Make sure you prune the excess buds from your fruit tree for the healthiest fruit production (photo credit: BigStockPhoto.com)

April is National Gardening Month and we want to encourage everyone to get their hands dirty and experience the joys that can come from participating in producing your own food.  While you may not think backyard gardening is a possibility here in the desert, you would be wrong.

You can absolutely grow food in your yard to supplement your family’s food supply no matter how dry the weather or hot the temps.  The key is to know what to grow, when to plant, and how to handle the hottest months.

In honor of National Gardening Month, here are some tips for what you can do this month to start or tend your own backyard garden.
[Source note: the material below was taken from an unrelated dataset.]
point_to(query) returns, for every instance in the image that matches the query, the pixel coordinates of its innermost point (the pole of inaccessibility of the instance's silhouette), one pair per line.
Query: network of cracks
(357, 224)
  • Plant citrus trees.  Growing your own citrus can help you stretch your family’s food dollar while also providing a healthy source of fruit.  Plant a variety of trees that have staggered ripening timeframes so that you don’t end up with all your fruit ready to eat at the same time.    Trees that are 2-5 years old are the best for transplanting.
  • If you have existing fruit trees that grow apples, peaches, pears, or apricots, now is the time to thin the budding fruits to enable larger fruit to grow and to decrease the chances of branch breakage.
  • Don’t prune fruit trees at this time unless you need to remove dead or dying branches.
  • Don’t be concerned if you have an early drop of fruit, this is the natural thinning process that can be augmented by unseasonably warm weather.
  • Transplant herbs that grow well during the warm spring season here in Arizona like basil, lavender, sage, and rosemary.
  • Prune herbs and add compost to their soil.
  • Plant seeds or transplant seedlings for warm-season loving vegetables like green beans, carrots, green onions, radishes, cucumber, lima beans, squash, and cantaloupe.
  • Apply fertilizer and soil amenders to vegetables that have already gone in the ground.
  • Watch for pests like aphids that show up as the weather begins to warm.  Take steps to protect your vegetables like using shade cloths on tomato plants.
  • Pay attention to the weather and adjust the amount of water you are giving the garden accordingly.  Pay particular attention to unseasonably hot days which can cause rapid dehydration.
  • Watch for wilting leaves and drooping plants which are both signs that your plants are not getting the water they need.
  • Make sure you are providing your fruit trees with enough water to keep the soil moist which promotes fruit growth.
  • Adjust your watering schedule as the temperatures rise.  Remember, plants grow better with consistent access to water which means that watering deep is more important that watering often.  Be sure you are providing enough water to wet the soil to a depth of 2 feet.